What is not covered under this course
This course does not cover following -:
- System Design and Architecture.
- Programming practices.
- Metrics and Monitoring.
- OS basics.
Course Contents
- Introduction
- Troubleshooting
- Important tools to know
- Performance improvements
- Troubleshooting Example
- Conclusion
Introduction
Troubleshooting is an important part of operations & development. It can’t be learned by just reading one article or completing a course online, Its a continuous learning process, one learns it during :-
- Daily operations and development.
- Finding & Fixing application bugs.
- Finding & Fixing system & network issues.
- Performance analysis and improvements.
- And more.
From an SRE’s perspective, It is expected that they are aware of certain topics upfront to be able to troubleshoot problems around single or distributed systems.
- Know your resources well, understand host specifications, liks CPU, Memory, Network, Disk etc.
- Understand system design and architecture.
- Ensure important metrics are being collected/rendered properly.
There was a famous quote by HP founders - “What gets measured gets fixed”
If system components and performance metrics are captured thoroughly then there is a high chance of success in troubleshooting an issue, at its earliest.
Scope
There is no common approach to troubleshoot different types of applications or services, the failure can occur at any layer of it.
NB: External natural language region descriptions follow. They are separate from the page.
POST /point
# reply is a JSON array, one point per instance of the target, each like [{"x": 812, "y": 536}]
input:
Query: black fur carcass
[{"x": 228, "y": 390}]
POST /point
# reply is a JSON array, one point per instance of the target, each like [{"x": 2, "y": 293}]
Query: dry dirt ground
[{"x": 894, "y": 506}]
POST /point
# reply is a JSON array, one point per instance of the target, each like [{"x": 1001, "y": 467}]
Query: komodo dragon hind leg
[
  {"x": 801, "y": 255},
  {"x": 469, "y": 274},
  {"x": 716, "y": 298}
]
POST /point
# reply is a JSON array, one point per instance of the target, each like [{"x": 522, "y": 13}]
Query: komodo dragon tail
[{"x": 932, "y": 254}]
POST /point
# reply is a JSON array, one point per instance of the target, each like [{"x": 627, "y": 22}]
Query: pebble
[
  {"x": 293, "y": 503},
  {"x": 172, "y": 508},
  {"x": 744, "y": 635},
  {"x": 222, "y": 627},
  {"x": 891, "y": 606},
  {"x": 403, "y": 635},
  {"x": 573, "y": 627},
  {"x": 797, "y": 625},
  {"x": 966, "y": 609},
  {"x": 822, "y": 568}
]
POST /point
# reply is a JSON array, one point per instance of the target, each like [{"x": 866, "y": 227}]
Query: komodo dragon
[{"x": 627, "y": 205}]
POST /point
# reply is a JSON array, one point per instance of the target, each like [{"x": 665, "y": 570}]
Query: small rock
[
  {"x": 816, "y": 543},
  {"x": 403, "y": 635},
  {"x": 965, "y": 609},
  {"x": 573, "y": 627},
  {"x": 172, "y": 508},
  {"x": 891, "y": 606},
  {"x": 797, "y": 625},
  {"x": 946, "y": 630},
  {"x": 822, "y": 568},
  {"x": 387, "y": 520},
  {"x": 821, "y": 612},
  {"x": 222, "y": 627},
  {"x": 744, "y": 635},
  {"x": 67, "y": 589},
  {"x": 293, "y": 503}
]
We will keep the scope of this work to a web api service type only.
Note -: Linux ecosystem is wide, there are hundreds of tools and utilities which can help with system troubleshooting, each comes with its own set of benefits and functionalities. We will cover some of the known tools, either already available with Linux or are available in the open source world. Detailed explanation of mentioned tools in this doc is out of scope, please explore the internet or man pages for more examples and documentation around the same.